In a sense, Victorian Labor Premier Daniel Andrews is the authoritarian Lang of his time, except that he is most unlikely to be dismissed by the state governor. All of Australia is suffering from the national impact of a pandemic. But the disastrous handling by the Andrews government of COVID-19 has brought much more pain and suffering than would have been the case if Victoria was governed like, say, NSW.
Lang accepted his dismissal in 1932 — his biographer Bede Nairn reported that some of his supporters believed that he wanted to be sacked. Cain stepped down in August 1990, not long after the State Bank of Victoria debacle.
But indications are that Andrews believes that if he can justify one more shutdown at one more marathon media conference all will be well in the end.

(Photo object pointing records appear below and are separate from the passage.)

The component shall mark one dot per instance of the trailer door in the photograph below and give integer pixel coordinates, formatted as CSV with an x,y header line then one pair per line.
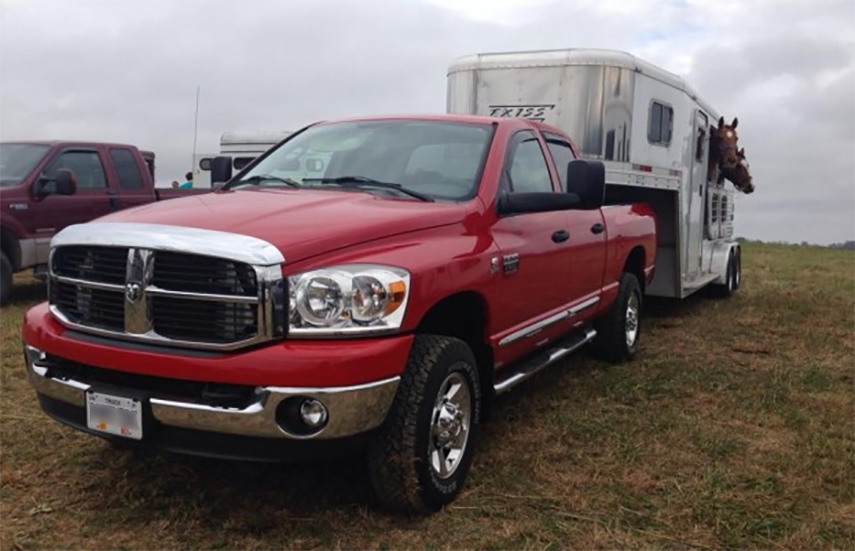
x,y
696,197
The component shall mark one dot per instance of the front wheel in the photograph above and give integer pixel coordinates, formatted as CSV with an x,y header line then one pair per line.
x,y
618,331
419,460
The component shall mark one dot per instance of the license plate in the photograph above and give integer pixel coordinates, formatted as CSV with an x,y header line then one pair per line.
x,y
114,415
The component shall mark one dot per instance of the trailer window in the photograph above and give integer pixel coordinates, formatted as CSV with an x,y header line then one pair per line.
x,y
126,169
561,153
660,124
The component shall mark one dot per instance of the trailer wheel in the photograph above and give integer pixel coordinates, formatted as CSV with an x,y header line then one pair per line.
x,y
726,289
5,278
419,460
618,331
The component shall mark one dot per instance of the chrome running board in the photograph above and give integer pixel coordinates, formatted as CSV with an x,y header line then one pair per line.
x,y
531,365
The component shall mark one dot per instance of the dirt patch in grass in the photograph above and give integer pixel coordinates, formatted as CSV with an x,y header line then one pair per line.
x,y
735,427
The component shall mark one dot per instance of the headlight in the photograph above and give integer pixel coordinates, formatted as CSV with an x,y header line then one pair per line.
x,y
356,298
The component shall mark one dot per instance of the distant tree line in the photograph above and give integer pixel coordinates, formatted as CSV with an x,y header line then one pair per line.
x,y
845,245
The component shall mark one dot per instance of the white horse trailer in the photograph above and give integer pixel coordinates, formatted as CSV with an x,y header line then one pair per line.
x,y
650,129
241,146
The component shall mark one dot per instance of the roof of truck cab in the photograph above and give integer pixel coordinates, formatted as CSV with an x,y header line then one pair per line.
x,y
70,142
575,56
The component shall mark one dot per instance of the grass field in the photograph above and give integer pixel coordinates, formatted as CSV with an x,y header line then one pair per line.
x,y
734,428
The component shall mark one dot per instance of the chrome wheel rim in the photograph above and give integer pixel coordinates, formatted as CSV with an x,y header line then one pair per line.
x,y
632,320
450,423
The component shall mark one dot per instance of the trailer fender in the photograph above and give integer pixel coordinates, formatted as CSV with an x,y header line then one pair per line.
x,y
720,256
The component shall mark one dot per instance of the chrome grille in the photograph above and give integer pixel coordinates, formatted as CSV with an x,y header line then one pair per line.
x,y
172,298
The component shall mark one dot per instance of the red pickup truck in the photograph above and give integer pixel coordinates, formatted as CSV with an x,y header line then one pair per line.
x,y
367,285
99,178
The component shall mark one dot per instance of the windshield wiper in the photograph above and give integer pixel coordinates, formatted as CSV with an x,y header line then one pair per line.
x,y
364,181
258,178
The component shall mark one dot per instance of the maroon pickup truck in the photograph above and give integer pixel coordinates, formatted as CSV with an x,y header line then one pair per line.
x,y
94,179
367,285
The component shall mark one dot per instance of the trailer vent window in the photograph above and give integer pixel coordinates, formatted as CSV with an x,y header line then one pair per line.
x,y
660,124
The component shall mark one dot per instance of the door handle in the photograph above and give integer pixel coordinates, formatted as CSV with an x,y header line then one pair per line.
x,y
114,201
560,236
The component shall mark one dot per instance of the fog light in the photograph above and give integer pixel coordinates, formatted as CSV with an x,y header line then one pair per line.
x,y
313,413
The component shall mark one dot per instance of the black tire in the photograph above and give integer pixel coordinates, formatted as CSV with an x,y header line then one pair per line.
x,y
612,341
726,289
737,270
399,458
5,278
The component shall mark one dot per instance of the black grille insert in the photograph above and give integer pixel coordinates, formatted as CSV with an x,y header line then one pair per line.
x,y
203,274
94,307
204,321
99,264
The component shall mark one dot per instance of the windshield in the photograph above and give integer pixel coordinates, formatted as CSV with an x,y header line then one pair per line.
x,y
432,159
17,160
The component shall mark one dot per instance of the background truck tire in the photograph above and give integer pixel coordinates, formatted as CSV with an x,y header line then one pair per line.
x,y
5,278
622,321
727,289
401,460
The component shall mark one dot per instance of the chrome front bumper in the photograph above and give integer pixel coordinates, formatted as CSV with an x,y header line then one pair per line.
x,y
351,410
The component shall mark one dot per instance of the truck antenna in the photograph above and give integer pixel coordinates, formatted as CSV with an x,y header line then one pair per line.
x,y
195,130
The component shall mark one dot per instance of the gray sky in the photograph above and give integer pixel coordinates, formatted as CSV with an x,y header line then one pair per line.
x,y
128,70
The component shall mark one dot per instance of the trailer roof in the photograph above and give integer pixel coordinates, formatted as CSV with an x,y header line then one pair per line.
x,y
253,137
576,56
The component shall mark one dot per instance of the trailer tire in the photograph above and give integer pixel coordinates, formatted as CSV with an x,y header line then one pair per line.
x,y
619,330
5,278
726,289
406,460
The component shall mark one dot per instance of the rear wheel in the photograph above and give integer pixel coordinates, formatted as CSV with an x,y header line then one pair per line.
x,y
726,289
420,458
619,330
5,278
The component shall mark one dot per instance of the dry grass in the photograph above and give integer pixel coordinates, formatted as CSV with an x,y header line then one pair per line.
x,y
735,428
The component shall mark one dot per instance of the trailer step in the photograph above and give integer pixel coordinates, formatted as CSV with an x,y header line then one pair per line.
x,y
528,367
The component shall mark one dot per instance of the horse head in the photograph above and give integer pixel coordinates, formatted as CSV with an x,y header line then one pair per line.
x,y
742,179
724,146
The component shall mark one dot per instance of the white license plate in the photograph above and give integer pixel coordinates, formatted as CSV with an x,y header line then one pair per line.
x,y
114,415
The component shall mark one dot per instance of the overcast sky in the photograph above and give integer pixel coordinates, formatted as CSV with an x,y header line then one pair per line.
x,y
128,70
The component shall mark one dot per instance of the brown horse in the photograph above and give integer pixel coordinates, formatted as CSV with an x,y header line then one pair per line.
x,y
723,150
740,175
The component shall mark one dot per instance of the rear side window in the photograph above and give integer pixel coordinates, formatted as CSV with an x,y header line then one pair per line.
x,y
85,165
660,123
528,170
561,153
126,168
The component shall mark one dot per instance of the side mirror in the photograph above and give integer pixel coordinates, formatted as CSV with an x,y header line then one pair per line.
x,y
539,201
587,181
221,169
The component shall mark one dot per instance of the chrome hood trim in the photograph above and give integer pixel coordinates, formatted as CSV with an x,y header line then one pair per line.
x,y
163,237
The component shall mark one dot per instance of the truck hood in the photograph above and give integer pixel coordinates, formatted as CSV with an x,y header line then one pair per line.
x,y
300,223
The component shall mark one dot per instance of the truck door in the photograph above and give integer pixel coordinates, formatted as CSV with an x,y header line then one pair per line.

Andrews is an unusual premier in that he has set up an inquiry into who initiated the decision that led to the unintended consequence whereby the virus escaped from quarantine hotels resulting in a second wave of infections and many deaths. Also he seems unaware who initiated the draconian decision to introduce an 8pm to 5am curfew, which cannot be justified in medical terms.
The evidence indicates that Andrews runs Victoria much in the same way that he dominates the Labor Party’s Socialist Left faction in his state. It’s a one-gear-only operation whereby everyone is expected to get on board and back the driver as he ploughs through business, employees, the non-COVID-19 focused health system and more besides to achieve a goal of effective COVID-19 eradication, which many medical experts believe to be unattainable.
The way it’s going, Victoria will be responsible for the intensity of three out of the past four depressions or recessions.
Delusional Lang barrackers used to chant “Lang is greater than Lenin”. Right now, it seems that Andrews is no greater than Lang.